Zero-shot Slot Filling in the Age of LLMs for Dialogue Systems
Mansi Rana, Kadri Hacioglu, Sindhuja Gopalan, Maragathamani Boothalingam
TL;DR
This paper tackles zero-shot slot filling in dialogue by combining slot induction with black-box knowledge distillation from a large teacher LLM to a compact student model, optimizing for domain-generalization in conversational data. The authors introduce a two-stage architecture that uses GLiNER as a preprocessing extractor and constraint-based postprocessing to achieve near real-time inference.
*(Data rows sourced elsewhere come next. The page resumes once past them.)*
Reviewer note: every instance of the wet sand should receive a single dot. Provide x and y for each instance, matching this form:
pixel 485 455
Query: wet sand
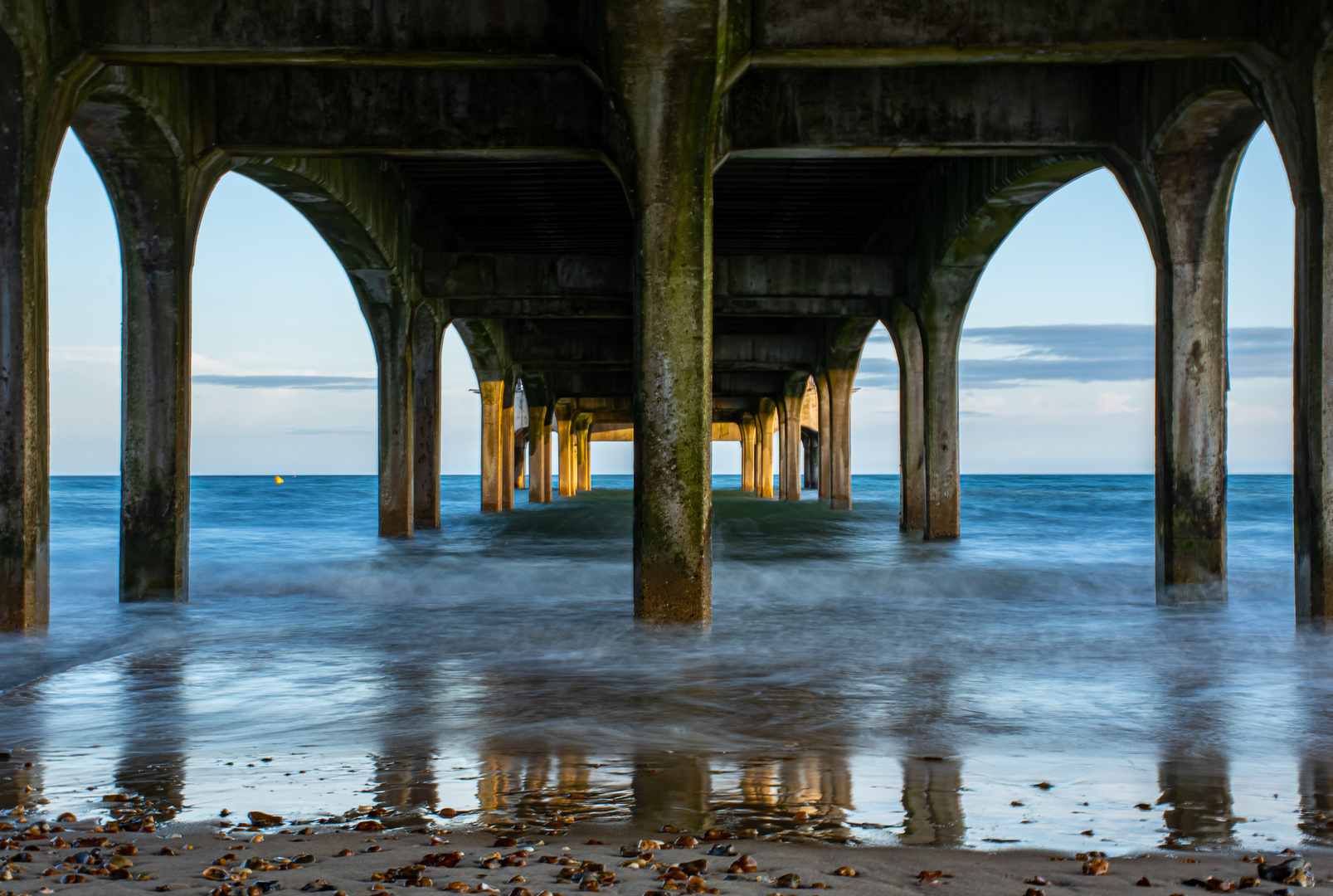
pixel 535 859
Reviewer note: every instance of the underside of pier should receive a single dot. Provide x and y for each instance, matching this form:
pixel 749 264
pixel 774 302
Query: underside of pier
pixel 664 222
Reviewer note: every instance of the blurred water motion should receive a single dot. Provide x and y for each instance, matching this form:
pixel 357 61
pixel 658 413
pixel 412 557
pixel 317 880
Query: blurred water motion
pixel 858 684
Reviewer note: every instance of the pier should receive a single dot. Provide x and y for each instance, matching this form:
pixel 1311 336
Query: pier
pixel 665 223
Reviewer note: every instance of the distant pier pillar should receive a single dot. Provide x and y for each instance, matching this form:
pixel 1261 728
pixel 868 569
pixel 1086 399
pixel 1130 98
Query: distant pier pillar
pixel 26 169
pixel 427 336
pixel 941 335
pixel 492 444
pixel 810 458
pixel 791 460
pixel 907 343
pixel 566 450
pixel 1194 166
pixel 821 387
pixel 840 436
pixel 158 200
pixel 766 427
pixel 539 455
pixel 663 70
pixel 749 441
pixel 583 430
pixel 505 460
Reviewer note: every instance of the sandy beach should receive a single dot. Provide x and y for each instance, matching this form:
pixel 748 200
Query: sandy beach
pixel 247 860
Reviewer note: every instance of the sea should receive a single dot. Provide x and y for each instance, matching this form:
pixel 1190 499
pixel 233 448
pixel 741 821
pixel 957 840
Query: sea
pixel 1016 689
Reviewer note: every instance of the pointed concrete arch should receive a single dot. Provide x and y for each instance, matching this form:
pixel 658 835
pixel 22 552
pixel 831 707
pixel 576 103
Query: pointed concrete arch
pixel 971 207
pixel 1180 184
pixel 366 222
pixel 158 184
pixel 485 343
pixel 43 79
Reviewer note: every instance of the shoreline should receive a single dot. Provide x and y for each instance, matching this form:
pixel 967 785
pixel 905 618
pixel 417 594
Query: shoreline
pixel 355 862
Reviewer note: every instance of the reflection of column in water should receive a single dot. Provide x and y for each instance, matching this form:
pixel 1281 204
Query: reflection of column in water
pixel 410 689
pixel 20 780
pixel 1197 790
pixel 1317 797
pixel 672 788
pixel 520 786
pixel 404 777
pixel 931 801
pixel 153 759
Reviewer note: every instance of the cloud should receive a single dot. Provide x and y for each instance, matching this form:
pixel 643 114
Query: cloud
pixel 1084 353
pixel 329 432
pixel 287 382
pixel 1112 403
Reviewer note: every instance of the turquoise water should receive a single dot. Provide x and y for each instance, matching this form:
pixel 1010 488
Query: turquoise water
pixel 908 692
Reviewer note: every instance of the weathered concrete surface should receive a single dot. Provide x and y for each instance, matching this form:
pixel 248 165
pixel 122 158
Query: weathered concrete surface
pixel 427 342
pixel 158 197
pixel 505 461
pixel 1194 166
pixel 664 75
pixel 979 203
pixel 583 450
pixel 41 81
pixel 702 129
pixel 766 427
pixel 494 460
pixel 366 220
pixel 791 421
pixel 902 329
pixel 749 441
pixel 821 386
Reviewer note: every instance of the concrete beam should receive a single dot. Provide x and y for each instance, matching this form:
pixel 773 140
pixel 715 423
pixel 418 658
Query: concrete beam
pixel 1194 166
pixel 311 110
pixel 159 199
pixel 922 111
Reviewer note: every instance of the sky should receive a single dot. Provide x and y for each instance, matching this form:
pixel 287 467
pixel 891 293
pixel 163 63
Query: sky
pixel 1056 369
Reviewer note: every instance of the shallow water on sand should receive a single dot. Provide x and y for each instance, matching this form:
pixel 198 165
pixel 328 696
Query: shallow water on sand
pixel 904 692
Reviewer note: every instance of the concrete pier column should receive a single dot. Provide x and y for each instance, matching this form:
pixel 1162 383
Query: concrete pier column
pixel 156 244
pixel 391 331
pixel 791 421
pixel 821 387
pixel 902 327
pixel 766 426
pixel 1194 167
pixel 505 460
pixel 940 336
pixel 583 446
pixel 492 444
pixel 663 71
pixel 748 441
pixel 158 199
pixel 427 339
pixel 539 456
pixel 840 436
pixel 810 459
pixel 566 448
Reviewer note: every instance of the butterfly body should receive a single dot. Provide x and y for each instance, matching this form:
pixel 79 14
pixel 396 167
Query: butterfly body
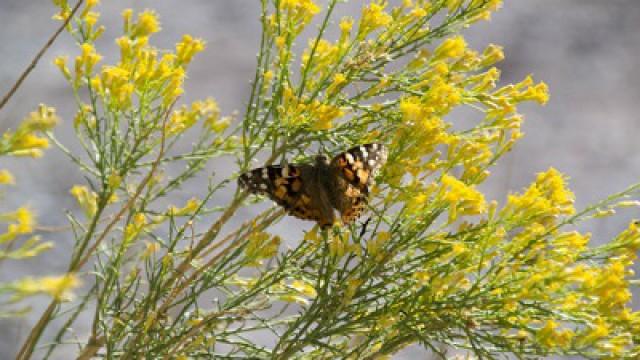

They collect diverse anonymized transcripts, generate an instruction-finetuning dataset, and evaluate across multi-domain and unseen-domain settings, reporting a 26% absolute improvement in F1 over vanilla LLMs and a 34% relative improvement over a legacy extractive baseline. They also demonstrate generalization to new domains and explore language expansion and smaller models, highlighting practical deployment implications for call-center settings. The work contributes a scalable, real-world pipeline for robust slot filling in conversational AI.
Abstract
Zero-shot slot filling is a well-established subtask of Natural Language Understanding (NLU). However, most existing methods primarily focus on single-turn text data, overlooking the unique complexities of conversational dialogue. Conversational data is highly dynamic, often involving abrupt topic shifts, interruptions, and implicit references that make it difficult to directly apply zero-shot slot filling techniques, even with the remarkable capabilities of large language models (LLMs). This paper addresses these challenges by proposing strategies for automatic data annotation with slot induction and black-box knowledge distillation (KD) from a teacher LLM to a smaller model, outperforming vanilla LLMs on internal datasets by 26% absolute increase in F1 score. Additionally, we introduce an efficient system architecture for call center product settings that surpasses off-the-shelf extractive models by 34% relative F1 score, enabling near real-time inference on dialogue streams with higher accuracy, while preserving low latency.